CANADA STOCKS-TSX falls on Japan aftershock, $110 oil
* TSX down 94.88 points, or 0.67 percent, at 14,107.77
* All 10 main index groups lower (Updates to close, adds details)
By Claire Sibonney
TORONTO, April 7 (Reuters) - Toronto's main stock index fell on Thursday as uncertainty spurred by a major aftershock in Japan, unrest in the Middle East and soaring oil prices prompted a second day of profit-taking after a recent run of strong gains.
Markets were firmly in risk-aversion mode after news that a tsunami warning had been issued for Japan's northeast coast, already devastated by last month's massive quake and tsunami and the nuclear crisis that ensued. [ID:nL3E7F72Y2]

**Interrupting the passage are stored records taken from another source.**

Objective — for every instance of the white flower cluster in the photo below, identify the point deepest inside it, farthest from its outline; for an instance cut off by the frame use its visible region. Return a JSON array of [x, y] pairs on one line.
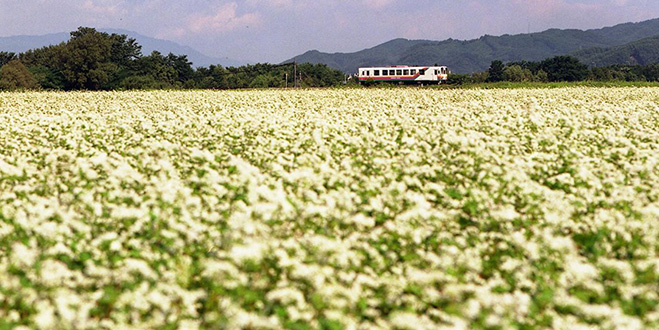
[[330, 209]]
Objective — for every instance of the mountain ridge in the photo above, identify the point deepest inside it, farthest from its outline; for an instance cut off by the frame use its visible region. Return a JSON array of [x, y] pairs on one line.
[[22, 43], [467, 56]]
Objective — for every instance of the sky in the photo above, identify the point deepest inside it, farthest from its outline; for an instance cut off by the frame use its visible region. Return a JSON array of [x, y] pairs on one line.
[[276, 30]]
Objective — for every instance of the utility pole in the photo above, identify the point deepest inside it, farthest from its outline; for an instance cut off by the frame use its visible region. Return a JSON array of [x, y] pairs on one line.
[[294, 72]]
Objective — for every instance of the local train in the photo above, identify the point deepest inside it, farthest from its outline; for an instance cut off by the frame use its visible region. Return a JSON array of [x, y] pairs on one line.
[[404, 74]]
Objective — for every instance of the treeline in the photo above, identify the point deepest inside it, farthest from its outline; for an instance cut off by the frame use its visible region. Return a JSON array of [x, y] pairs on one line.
[[557, 69], [93, 60]]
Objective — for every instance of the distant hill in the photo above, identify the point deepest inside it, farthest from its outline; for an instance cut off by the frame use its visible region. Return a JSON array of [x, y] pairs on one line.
[[18, 44], [466, 56], [642, 52]]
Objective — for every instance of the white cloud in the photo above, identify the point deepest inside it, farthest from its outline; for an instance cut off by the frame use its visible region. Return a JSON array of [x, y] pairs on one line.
[[377, 4], [224, 19]]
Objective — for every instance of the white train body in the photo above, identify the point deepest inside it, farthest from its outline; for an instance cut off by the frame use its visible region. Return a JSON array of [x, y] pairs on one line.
[[404, 74]]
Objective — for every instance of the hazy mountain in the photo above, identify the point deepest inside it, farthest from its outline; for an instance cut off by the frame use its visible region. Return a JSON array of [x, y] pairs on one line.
[[466, 56], [20, 44], [642, 52]]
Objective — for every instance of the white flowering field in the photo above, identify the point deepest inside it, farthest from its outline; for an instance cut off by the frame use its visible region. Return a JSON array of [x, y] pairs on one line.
[[330, 209]]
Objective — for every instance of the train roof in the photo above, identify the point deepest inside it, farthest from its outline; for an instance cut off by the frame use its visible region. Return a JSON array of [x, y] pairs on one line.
[[402, 66]]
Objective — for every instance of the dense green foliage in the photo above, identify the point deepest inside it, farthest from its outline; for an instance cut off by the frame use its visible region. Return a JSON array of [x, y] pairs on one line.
[[468, 56], [93, 60]]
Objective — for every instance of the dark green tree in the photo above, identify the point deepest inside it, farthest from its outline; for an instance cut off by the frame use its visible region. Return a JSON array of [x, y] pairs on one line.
[[5, 57], [14, 75], [86, 59]]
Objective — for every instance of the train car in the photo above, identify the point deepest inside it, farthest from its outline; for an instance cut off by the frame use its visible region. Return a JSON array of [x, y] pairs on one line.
[[404, 74]]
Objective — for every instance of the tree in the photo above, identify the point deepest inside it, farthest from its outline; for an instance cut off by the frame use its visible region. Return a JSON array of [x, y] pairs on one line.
[[564, 68], [5, 57], [86, 59], [495, 72], [14, 75]]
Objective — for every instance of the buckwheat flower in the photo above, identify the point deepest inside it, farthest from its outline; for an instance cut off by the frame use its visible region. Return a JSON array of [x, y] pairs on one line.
[[45, 319], [22, 255], [251, 251]]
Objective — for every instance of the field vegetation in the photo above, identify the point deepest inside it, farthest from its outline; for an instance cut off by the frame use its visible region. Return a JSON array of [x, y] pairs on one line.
[[330, 209]]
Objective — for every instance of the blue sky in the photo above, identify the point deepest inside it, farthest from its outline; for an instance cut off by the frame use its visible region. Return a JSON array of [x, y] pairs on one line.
[[275, 30]]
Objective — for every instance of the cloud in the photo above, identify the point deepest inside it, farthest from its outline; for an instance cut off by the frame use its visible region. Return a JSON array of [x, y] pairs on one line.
[[271, 3], [377, 4], [100, 9], [224, 19]]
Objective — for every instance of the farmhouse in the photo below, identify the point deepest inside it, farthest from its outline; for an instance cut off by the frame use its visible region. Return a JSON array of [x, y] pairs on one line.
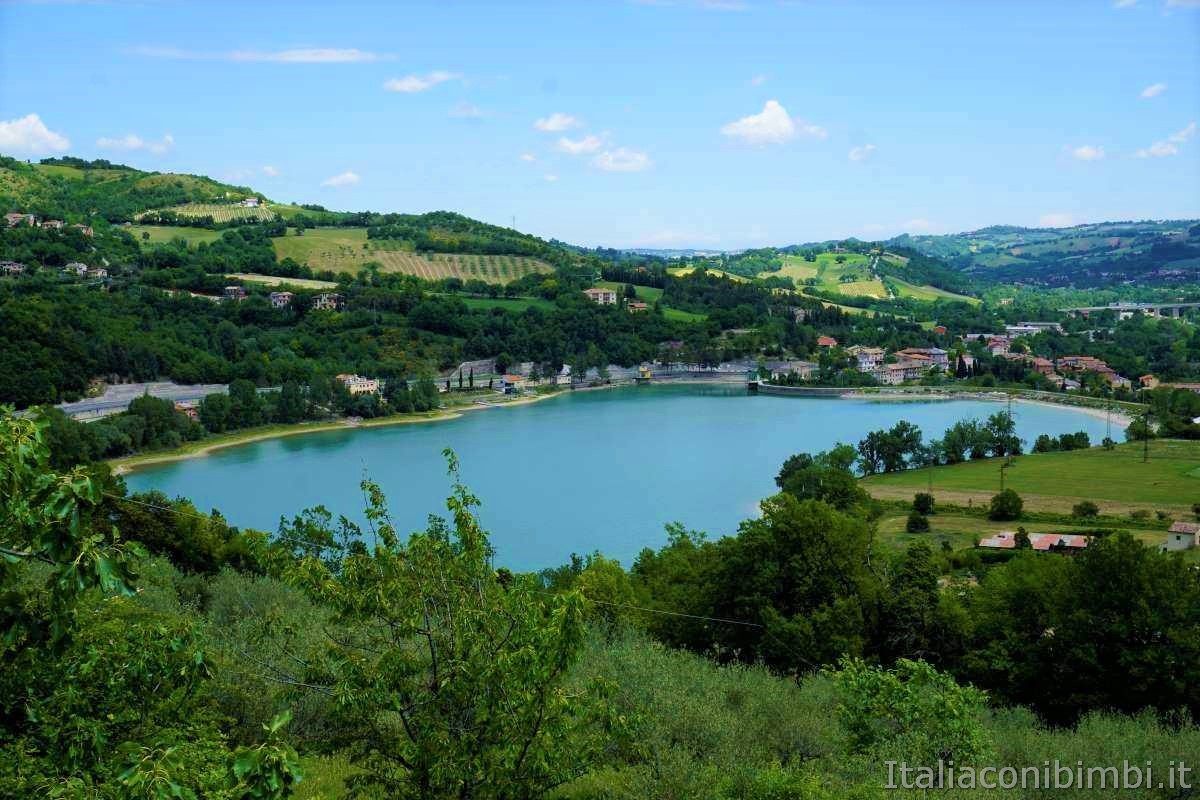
[[1042, 542], [327, 301], [868, 358], [601, 296], [359, 385], [1182, 536]]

Meanwhile, U.S. crude oil futures jumped above $110 a barrel for the first time since 2008 due to uncertainties about supply in Libya, the Middle East and Nigeria. [O/R]
Among the heaviest decliners, Canadian Natural Resources (CNQ.TO: Quote) fell 1.8 percent to C$46.40, Potash Corp POT.TO lost 1.8 percent to C$56.45, and First Quantum Minerals FM.TO tumbled almost 5 percent to C$135.09.
"One reason we're seeing weakness broadly is oil prices continue to spike up. Is that going to hamper some of the economic momentum we've been building towards over the last few months?" said Youssef Zohny, portfolio manager at Van Arbor Asset Management in Vancouver.
Zohny said other factors dampening the market were a flare-up of fighting in Gaza and a looming U.S. government shutdown due to the lack of a budget deal.
Investors may also be holding off bets ahead of the start of U.S. earnings season next week.
The Toronto Stock Exchange's S&P/TSX composite index .GSPTSE ended down 94.88 points, or 0.67 percent, at 14,107.77. All 10 of the index's sectors were weaker.
It was the index's second day of losses following six sessions of gains.
Gold miners fell 0.3 percent despite the price of bullion hitting a record high for a third straight session. [GOL/]
Barrick Gold Corp (ABX.TO: Quote) dropped nearly 1 percent to C$51.50, but Goldcorp (G.TO: Quote) bucked the trend, rising 0.4 percent to C$50.93.